Il primo elemento da considerare è ovviamente la traslazione d’imposta: ogni volta che aumenta la pressione fiscale, i soggetti che possono cercheranno di trasferire l’onere aggiuntivo su qualcun altro: ad esempio, il fioraio che si vedesse aumentare le imposte, cercherebbe di aumentare il prezzo dei fiori in proporzione. La misura in cui può riuscirci dipende poi da quanto gli acquirenti sono disposti a pagare in più (in economia si fa riferimento all’elasticità della domanda al prezzo).
Quanto è plausibile che le banche riescano a traslare il peso della stangata? Considerando la numerosità della clientela, l’opacità di talune voci di costo e in generale il contesto concorrenziale del mercato bancario, non dovrebbe essere particolarmente difficile spalmare il miliardo in più sulla clientela ignara, tuttavia va anche considerato il fattore tempo.
Parliamo dell’aumento improvviso e inatteso di una rilevante voce di costo alla quale far fronte in tempi brevi. L’esito più probabile è quindi che l’onere venga in qualche modo “redistribuito” sulle voci dove è possibile intervenire immediatamente.
E’ del tutto evidente che dovendo scegliere tra pagare qualche centesimo in meno di dividendi, con la conseguenza di deprimere il valore di borsa o qualche euro in meno di bonus ai supermanager (che evidentemente hanno maggiori possibilità di influenzare la decisione) si finisca per colpire i soliti dipendenti a basso reddito (sì, strano, ma vero, ce ne sono anche in banca) limando qualche componente discrezionale(premi aziendali, VAP etc) o semplicemente non rinnovando qualche contratto a tempo determinato o di stage.

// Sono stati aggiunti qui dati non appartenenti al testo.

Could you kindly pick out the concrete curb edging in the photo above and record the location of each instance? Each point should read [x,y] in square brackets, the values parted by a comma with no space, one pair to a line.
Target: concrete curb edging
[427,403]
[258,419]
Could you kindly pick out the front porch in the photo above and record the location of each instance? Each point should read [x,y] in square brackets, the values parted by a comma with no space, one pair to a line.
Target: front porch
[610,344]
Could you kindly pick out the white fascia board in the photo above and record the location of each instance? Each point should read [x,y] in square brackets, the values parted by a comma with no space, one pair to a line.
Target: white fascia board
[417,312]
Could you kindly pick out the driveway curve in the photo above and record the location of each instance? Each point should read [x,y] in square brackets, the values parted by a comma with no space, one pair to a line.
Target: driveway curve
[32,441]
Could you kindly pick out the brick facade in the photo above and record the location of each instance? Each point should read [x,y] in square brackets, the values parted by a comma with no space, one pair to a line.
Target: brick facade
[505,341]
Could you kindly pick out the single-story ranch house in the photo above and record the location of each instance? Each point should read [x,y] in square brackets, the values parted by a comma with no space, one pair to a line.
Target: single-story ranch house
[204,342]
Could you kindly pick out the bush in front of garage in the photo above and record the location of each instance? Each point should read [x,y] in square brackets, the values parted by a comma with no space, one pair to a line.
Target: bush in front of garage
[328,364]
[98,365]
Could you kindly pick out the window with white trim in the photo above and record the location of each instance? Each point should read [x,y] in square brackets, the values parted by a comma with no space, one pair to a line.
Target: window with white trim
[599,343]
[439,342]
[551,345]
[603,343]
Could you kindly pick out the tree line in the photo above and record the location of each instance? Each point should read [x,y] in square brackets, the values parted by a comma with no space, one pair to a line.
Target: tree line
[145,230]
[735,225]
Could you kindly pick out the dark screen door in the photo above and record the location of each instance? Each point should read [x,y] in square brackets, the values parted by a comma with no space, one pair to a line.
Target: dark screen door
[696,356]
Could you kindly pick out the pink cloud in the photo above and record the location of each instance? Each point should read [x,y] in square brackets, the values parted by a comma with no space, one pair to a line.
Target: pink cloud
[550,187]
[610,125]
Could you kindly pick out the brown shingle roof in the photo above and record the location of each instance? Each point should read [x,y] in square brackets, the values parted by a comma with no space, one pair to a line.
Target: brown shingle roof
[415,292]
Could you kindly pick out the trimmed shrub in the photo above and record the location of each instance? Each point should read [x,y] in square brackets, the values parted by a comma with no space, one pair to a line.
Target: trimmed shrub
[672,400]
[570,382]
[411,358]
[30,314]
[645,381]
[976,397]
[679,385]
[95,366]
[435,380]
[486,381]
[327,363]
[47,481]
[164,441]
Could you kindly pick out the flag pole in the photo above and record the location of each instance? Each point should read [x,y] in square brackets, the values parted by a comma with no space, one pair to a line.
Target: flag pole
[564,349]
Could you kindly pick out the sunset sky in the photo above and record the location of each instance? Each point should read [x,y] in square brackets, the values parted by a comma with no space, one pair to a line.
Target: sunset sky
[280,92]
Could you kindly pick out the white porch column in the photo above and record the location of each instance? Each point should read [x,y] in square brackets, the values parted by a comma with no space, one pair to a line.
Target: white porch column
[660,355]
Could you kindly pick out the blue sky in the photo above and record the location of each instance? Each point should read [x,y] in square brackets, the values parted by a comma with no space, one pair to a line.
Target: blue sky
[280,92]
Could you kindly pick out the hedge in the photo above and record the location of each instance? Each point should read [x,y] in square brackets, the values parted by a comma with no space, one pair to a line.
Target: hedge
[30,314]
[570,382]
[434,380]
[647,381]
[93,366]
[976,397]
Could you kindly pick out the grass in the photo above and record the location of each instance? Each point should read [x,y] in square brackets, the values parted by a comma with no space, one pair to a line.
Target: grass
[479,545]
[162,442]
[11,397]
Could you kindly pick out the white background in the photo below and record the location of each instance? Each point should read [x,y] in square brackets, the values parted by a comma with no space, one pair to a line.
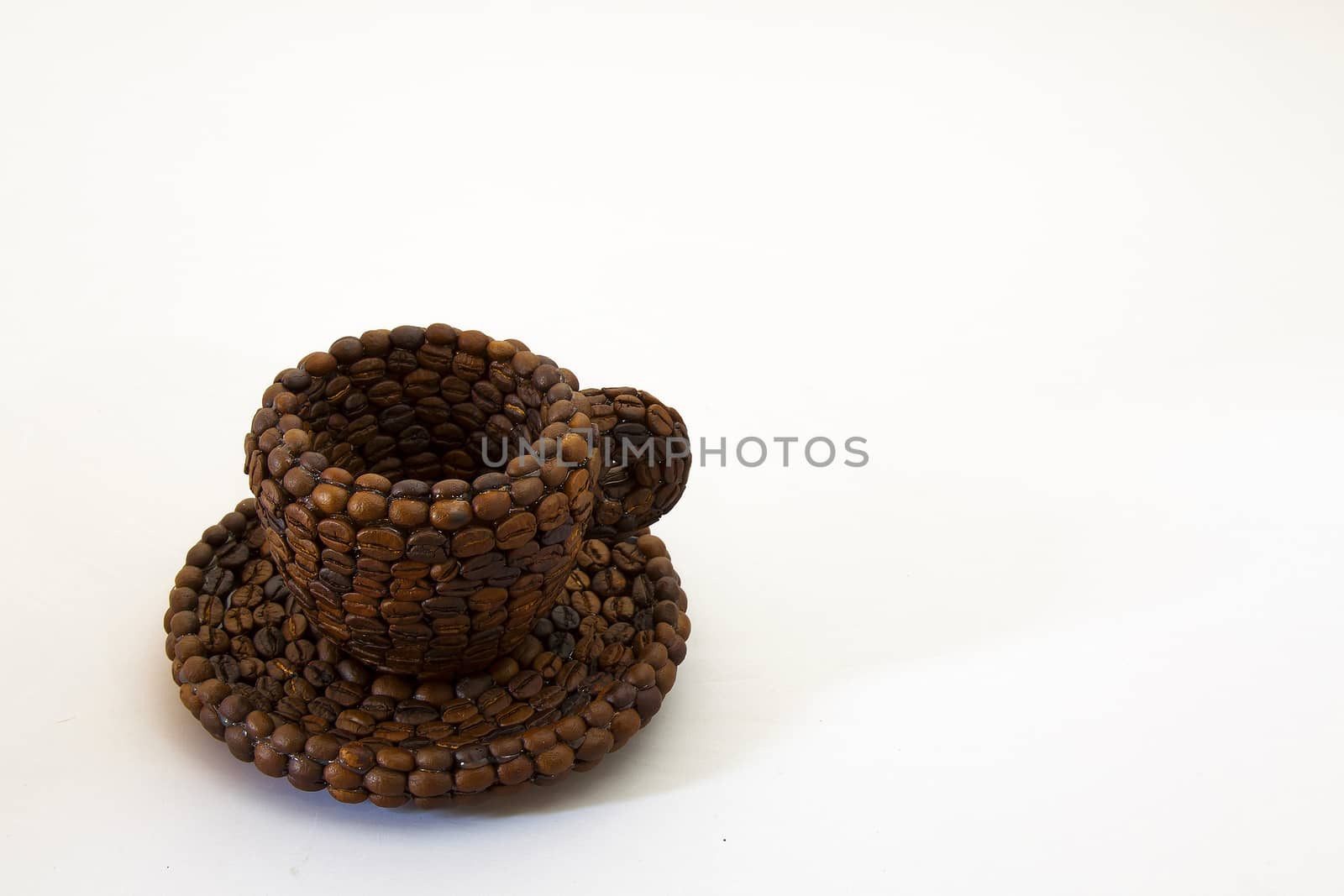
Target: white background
[1073,269]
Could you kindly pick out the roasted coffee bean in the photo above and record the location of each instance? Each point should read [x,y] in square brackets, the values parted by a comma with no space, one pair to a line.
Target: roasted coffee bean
[410,406]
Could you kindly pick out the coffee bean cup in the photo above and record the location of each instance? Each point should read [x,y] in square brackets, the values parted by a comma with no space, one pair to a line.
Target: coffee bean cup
[423,490]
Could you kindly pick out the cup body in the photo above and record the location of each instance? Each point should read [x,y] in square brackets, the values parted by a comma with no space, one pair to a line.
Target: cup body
[423,492]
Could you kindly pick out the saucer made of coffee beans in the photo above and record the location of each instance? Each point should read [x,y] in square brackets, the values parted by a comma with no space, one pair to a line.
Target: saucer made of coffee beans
[281,696]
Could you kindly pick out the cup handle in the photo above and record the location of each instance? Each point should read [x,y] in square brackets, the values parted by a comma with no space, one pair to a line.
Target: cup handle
[644,456]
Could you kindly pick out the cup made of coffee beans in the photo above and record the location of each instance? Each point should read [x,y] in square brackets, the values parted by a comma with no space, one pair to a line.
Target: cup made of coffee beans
[425,490]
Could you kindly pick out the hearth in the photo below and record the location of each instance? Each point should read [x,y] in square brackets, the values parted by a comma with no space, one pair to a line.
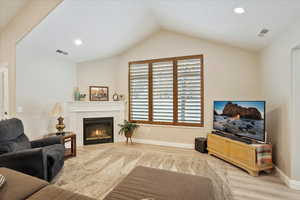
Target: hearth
[98,130]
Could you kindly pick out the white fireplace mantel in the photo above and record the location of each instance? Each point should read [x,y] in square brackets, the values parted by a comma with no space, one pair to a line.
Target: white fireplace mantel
[77,111]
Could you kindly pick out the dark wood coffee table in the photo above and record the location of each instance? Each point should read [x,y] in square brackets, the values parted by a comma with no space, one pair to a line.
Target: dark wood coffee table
[67,137]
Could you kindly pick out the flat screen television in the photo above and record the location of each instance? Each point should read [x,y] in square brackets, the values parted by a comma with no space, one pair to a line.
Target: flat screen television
[241,118]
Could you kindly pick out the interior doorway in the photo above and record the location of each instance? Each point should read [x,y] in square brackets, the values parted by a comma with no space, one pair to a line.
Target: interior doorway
[295,110]
[3,92]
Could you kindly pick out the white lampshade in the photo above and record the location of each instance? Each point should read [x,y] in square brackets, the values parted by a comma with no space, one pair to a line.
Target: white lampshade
[57,110]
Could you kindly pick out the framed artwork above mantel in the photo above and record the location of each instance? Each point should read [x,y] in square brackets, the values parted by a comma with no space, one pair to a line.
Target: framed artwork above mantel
[99,93]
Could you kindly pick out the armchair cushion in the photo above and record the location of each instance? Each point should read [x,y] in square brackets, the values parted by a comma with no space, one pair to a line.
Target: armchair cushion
[30,161]
[18,144]
[46,141]
[12,137]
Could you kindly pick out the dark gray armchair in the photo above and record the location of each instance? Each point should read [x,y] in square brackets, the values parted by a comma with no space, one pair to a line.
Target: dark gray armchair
[40,158]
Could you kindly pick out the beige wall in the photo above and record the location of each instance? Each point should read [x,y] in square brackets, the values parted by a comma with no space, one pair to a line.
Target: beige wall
[230,73]
[98,73]
[276,79]
[23,23]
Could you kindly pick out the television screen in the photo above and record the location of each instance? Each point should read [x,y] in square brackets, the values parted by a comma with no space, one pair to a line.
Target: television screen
[242,118]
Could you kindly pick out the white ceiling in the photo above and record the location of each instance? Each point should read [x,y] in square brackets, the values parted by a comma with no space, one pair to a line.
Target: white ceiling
[109,27]
[8,9]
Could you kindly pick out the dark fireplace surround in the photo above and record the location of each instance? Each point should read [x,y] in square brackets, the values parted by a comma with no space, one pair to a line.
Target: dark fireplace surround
[98,130]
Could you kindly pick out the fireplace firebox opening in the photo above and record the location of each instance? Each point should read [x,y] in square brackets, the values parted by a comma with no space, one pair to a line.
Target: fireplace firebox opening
[98,130]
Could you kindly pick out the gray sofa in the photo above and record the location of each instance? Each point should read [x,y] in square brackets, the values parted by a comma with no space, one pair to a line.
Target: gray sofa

Se non vogliamo limitarci ai bancari, (che qualcuno potrebbe considerare pessima categoria anche ai livelli più bassi), potremmo immaginare a qualche mutuo negato al margine sempre a soggetti a basso reddito (anche qui i clienti più grossi sono gli ultimi ad essere scontentati) o la disdetta di qualche fornitura non indispensabile. Paradossalmente, è quindi possibile che un insieme di misure, concepito per avvantaggiare le categorie più deboli, penalizzando “chi non ha mai pagato”, finisca con il produrre effetti incerti e in qualche caso opposti a quelli desiderati.